Building a Giant Pumpkin Patch [VIDEO]

Rocky Hill farmer Matthew DeBacco will lead a discussion on how to grow giant pumpkins this Saturday in Durham.


Matthew DeBacco has been interested in growing giant pumpkins his whole life and about 12 years ago he started working on growing 'the big one.'

As a student at , DeBacco's father gave him a small piece of land at their home on Dividend Road to try and grow a prized pumpkin.

"If they grow this easy on their own, why don't I try to grow them," he thought. While DeBacco was successful in growing a larger-than-normal gourd, it was not a giant.

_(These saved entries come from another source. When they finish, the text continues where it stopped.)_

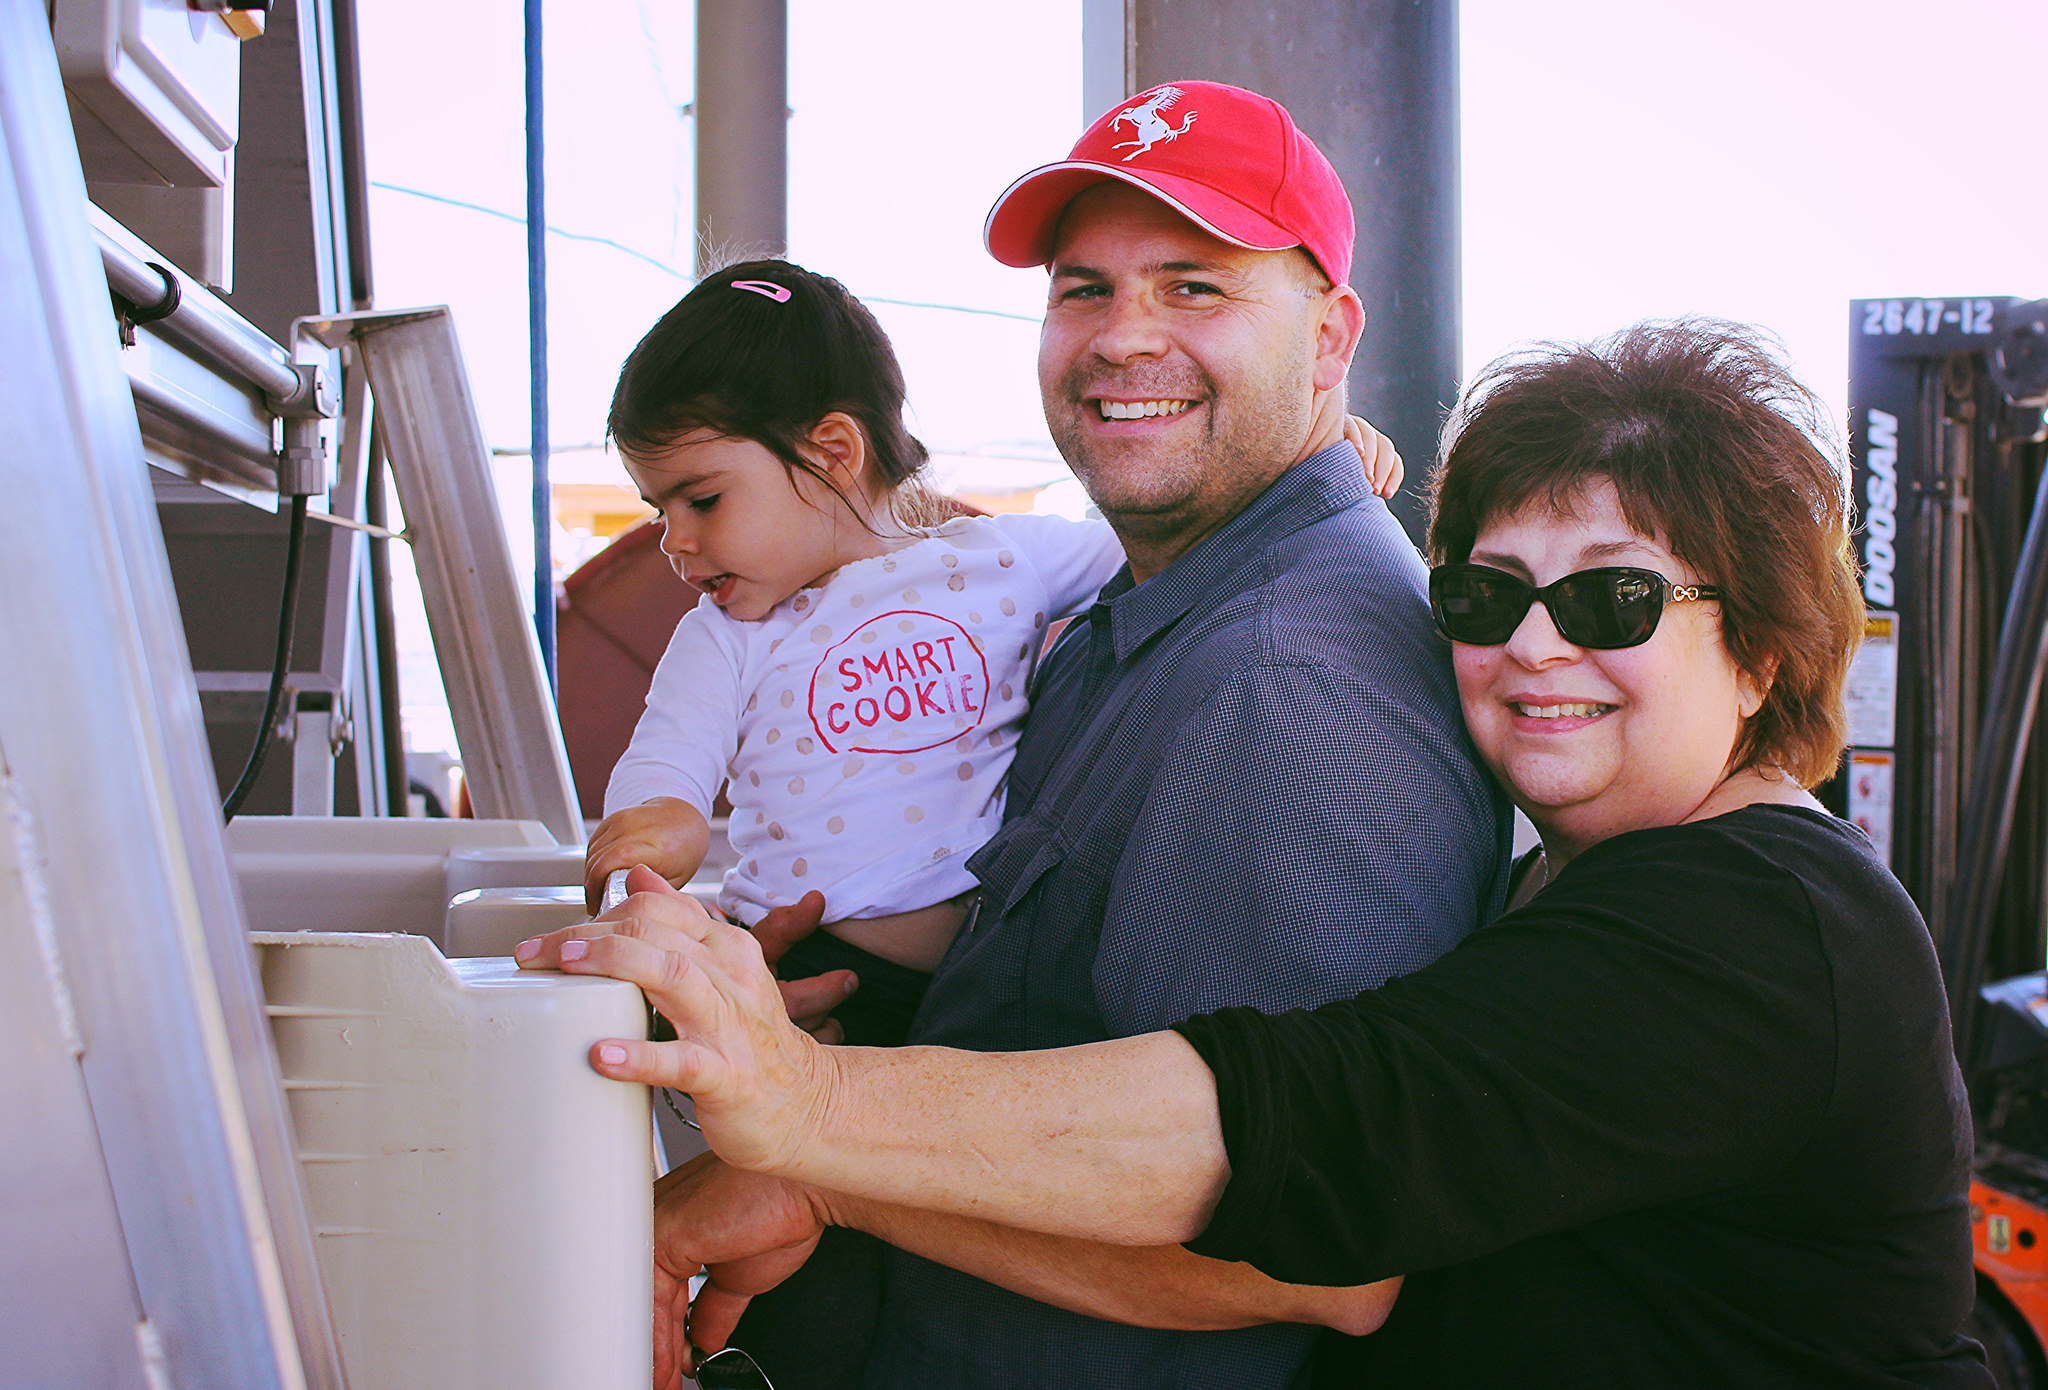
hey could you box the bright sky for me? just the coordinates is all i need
[357,0,1076,487]
[359,0,2048,466]
[1461,0,2048,448]
[355,0,2048,755]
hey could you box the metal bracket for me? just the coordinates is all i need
[328,687,354,760]
[265,361,335,497]
[1990,301,2048,446]
[267,360,334,419]
[111,260,181,348]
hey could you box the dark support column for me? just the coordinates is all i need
[695,0,788,272]
[1112,0,1460,545]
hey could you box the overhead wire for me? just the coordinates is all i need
[367,180,1041,325]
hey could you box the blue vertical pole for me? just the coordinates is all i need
[525,0,554,690]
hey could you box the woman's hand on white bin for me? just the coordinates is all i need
[514,865,849,1178]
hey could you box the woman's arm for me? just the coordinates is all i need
[799,1031,1226,1243]
[521,871,1229,1243]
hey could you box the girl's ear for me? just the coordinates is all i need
[805,412,870,486]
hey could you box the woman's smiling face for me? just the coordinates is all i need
[1452,477,1767,855]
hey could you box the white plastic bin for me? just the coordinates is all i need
[444,886,590,958]
[255,931,652,1390]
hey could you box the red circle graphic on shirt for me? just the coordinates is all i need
[807,611,992,755]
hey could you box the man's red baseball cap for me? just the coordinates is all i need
[984,80,1355,287]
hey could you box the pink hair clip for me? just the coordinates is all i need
[731,280,792,303]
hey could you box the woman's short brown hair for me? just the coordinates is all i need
[1428,319,1864,787]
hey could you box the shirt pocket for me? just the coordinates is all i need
[965,809,1068,923]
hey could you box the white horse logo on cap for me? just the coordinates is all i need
[1109,86,1197,162]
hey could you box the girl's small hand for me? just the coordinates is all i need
[1345,415,1405,499]
[583,798,710,912]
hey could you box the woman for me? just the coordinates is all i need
[527,321,1988,1387]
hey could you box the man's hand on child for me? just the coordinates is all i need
[1345,414,1405,499]
[582,797,711,913]
[650,1152,827,1385]
[751,891,855,1042]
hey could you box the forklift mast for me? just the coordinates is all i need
[1839,296,2048,1057]
[1845,297,2048,1385]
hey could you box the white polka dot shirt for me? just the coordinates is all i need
[606,513,1126,926]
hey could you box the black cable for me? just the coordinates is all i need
[406,777,449,819]
[222,493,310,822]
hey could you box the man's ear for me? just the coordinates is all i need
[804,412,871,485]
[1311,286,1366,394]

The pumpkin weighed just 50 pounds.

But since his first effort, DeBacco has grown pumpkins as heavy as 1,465 pounds — the second heaviest ever grown in the state, even though he says it had a hole from a mice in it. DeBacco, who has entered a pumpkin in the Durham Fair giant pumpkin contest for the past six years, has been able to grow four giants over 1,100 pounds including a then state record of 1,353 in 2008.

Though he receives some engineering help from his father, DeBacco does most of the heavy lifting himself. He will grow, on average, six pumpkins in a season in his 6,000 square foot patch while other growers produce only two to three at a time.

"Pumpkin growing is great," he said. "You can put whatever time you want into it."

On Monday, DeBacco spent the morning tilling winter rye and removing stones and other debris from the soil.

"I always think I found the last one," he said about the pesky tree roots.

During growing season he spends about three hours each day in the patch focusing on specific task. "There is always something different to do," he said.

The growing process will begin in May, and by July the pumpkins are ready to be pollinated. Come October, the gourds have reached their limit, hopefully.

This Saturday, Debacco will lead a giant pumpkin seminar at the Durham Fairgrounds. The event starts at 1 p.m. and will provide prospective growers the chance to talk to giant pumpkin experts. DeBacco along with several members of Team Pumpkin, which is an organization devoted to helping people grow giant pumpkins, will be on hand to answer questions.  

"Everyone has to start somewhere," DeBacco said.

The goal of the seminar is to get more people growing giant pumpkins. When DeBacco started, he had no one to talk about growing process and would often talk to himself in the patch at night.

A second seminar will be held at the Durham Fairgrounds on May 6 at 1 p.m. when more advanced information will be provided.